Pour les patrons de presse, une crise sanitaire sans précédent, qui a déjà fait plus de 40 000 morts en France, ne semble pas être une raison pour ne pas casser l’emploi, les droits collectifs et les conditions de travail. Pis, elle semblerait même être un prétexte pour accélérer des restructurations d’entreprises guidées par les appétits des actionnaires.
NOUS L’AVIONS DÉJÀ VU au printemps avec la liquidation de la SAD et de la Soprocom, les patrons de la presse et ceux de sa distribution n’ont eu aucun scrupule à licencier plus de 512 salariés, alors que la France est confinée et vit au rythme du nombre de morts quotidiens de l’épidémie de Covid‐19. Nous l’avions vu aussi cet été, avec le plan de restructuration au Parisien, qui, au nom d’un nouveau projet éditorial, a supprimé une trentaine de postes au sein d’une rédaction où les effectifs sont déjà sous tension.
Aujourd’hui, alors que la France vient d’être à nouveau mise sous cloche sanitaire, que le nombre de morts repart à la hausse dans des hôpitaux saturés et à bout de souffle, la direction du Groupe Amaury a annoncé à quelle sauce elle comptait manger les salariés de sa SAS L’Équipe. Elle n’a certes pas surpris grand monde, puisque chacun attendait la mauvaise nouvelle depuis que les salariés ont massivement rejeté l’accord dit de performance collective que la direction leur avait soumis en juin et qui consistait rien moins qu’à baisser les salaires de 10 % et à supprimer 16 jours de RTT en échange d’un vague engagement à préserver l’emploi. Le couperet est tombé, désormais : le Groupe Amaury entend licencier jusqu’à 110 salariés pour atteindre 59 suppressions de postes. Un plan qui passerait par des bouleversements éditoriaux avec, notamment, la disparition de Sport & Style et la transformation de l’hebdomadaire France‐Football en simple supplément mensuel de L’Équipe.
Au Figaro, c’est soi‐disant pour faire face au recul de la vente au numéro que la direction a annoncé la suppression de 60 postes et a mis en jeu l’avenir de TV Magazine. Si la direction semble désormais parler davantage d’un plan de départs volontaires que d’un plan de licenciements, cette politique qui consiste à casser les effectifs et à réduire, voire à supprimer, la périodicité de certains titres et suppléments interroge et inquiète.
Même logique à l’œuvre à Jeune Afrique, où, fin septembre, la direction a annoncé sa volonté de voir partir entre 24 et 30 salariés sur… 134. Un plan auquel il faut également ajouter la disparition, depuis le début de la crise sanitaire, de la plupart des piges dans de nombreux services, notamment du prépresse, laissant des dizaines de salariés précaires sur le carreau, sans rien, la direction n’ayant pas prévu pour l’heure, au mépris de la loi, de les intégrer aux dispositifs de son plan.
Toutes ces mesures qui cassent l’emploi, menacent la qualité des productions éditoriales et ont des conséquences sur les volumes dans les imprimeries interviennent non seulement dans une période très difficile, mais aussi alors que l’État continue de soutenir massivement le secteur de la presse. Outre les mesures de chômage partiel qui ont permis à nombre de groupes de presse de faire payer les salaires de centaines de salariés par l’État, plusieurs centaines de millions d’euros ont été mis sur la table en septembre 2020, en plus des aides habituelles, dans le cadre d’un plan de relance qui, pour l’heure, ressemble surtout à un coup de pouce pour financer des restructurations sauvages.

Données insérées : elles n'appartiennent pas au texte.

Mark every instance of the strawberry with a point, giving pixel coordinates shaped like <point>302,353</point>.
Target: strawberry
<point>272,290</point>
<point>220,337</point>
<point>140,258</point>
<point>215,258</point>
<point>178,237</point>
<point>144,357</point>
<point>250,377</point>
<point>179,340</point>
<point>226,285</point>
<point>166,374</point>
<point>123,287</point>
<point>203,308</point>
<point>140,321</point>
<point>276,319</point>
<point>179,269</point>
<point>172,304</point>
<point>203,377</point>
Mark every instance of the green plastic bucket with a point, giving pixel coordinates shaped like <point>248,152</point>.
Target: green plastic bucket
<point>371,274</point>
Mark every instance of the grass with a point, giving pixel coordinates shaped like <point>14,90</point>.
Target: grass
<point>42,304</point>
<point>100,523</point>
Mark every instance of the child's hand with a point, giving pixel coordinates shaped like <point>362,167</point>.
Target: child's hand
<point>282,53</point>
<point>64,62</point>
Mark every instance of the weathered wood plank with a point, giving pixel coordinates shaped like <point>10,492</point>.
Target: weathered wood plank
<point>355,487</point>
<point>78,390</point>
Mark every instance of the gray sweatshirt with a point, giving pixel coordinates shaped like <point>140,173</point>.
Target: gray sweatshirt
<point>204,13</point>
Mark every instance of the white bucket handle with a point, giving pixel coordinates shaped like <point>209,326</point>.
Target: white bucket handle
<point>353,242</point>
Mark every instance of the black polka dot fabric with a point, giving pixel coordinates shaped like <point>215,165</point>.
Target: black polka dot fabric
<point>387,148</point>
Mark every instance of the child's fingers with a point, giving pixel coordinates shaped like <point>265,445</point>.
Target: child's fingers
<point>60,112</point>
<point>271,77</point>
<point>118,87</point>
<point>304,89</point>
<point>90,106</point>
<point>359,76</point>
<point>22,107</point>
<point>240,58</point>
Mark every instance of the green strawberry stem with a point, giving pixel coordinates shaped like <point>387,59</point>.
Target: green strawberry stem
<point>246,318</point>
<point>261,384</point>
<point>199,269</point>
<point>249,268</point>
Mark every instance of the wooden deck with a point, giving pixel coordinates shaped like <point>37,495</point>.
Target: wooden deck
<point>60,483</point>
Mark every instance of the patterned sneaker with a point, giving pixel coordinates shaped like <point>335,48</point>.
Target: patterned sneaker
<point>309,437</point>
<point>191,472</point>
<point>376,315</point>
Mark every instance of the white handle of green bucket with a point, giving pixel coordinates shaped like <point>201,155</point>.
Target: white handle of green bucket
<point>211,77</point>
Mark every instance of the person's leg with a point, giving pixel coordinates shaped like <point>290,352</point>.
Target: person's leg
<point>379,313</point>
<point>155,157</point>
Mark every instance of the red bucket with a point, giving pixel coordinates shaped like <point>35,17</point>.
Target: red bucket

Le Syndicat général du Livre et de la communication écrite CGT, qui organise les salariés des sièges éditoriaux, des imprimeries et de la distribution, appelle le patronat de la presse à revenir à la raison. Outre les dégâts importants sur l’emploi et les conditions de travail des salariés restants, ces politiques posent de nombreuses questions quant à l’avenir des titres de presse concernés. C’est connu, on ne fait jamais mieux avec moins de moyens.
Alors que la presse doit plus que jamais se distinguer par la pertinence de ses contenus et la qualité de ses supports pour s’imposer face aux fake news et à la profusion d’informations plus ou moins fiables que génèrent entre autres les réseaux sociaux, renoncer à la qualité au profit de résultats économiques dictés par les appétits des actionnaires n’augure rien de bon. Plutôt que d’utiliser les millions d’euros du contribuable pour licencier, la presse ferait mieux d’investir avec ambition, aussi bien dans ses outils industriels que dans les métiers qui concourent à la rédaction et à la fabrication des journaux.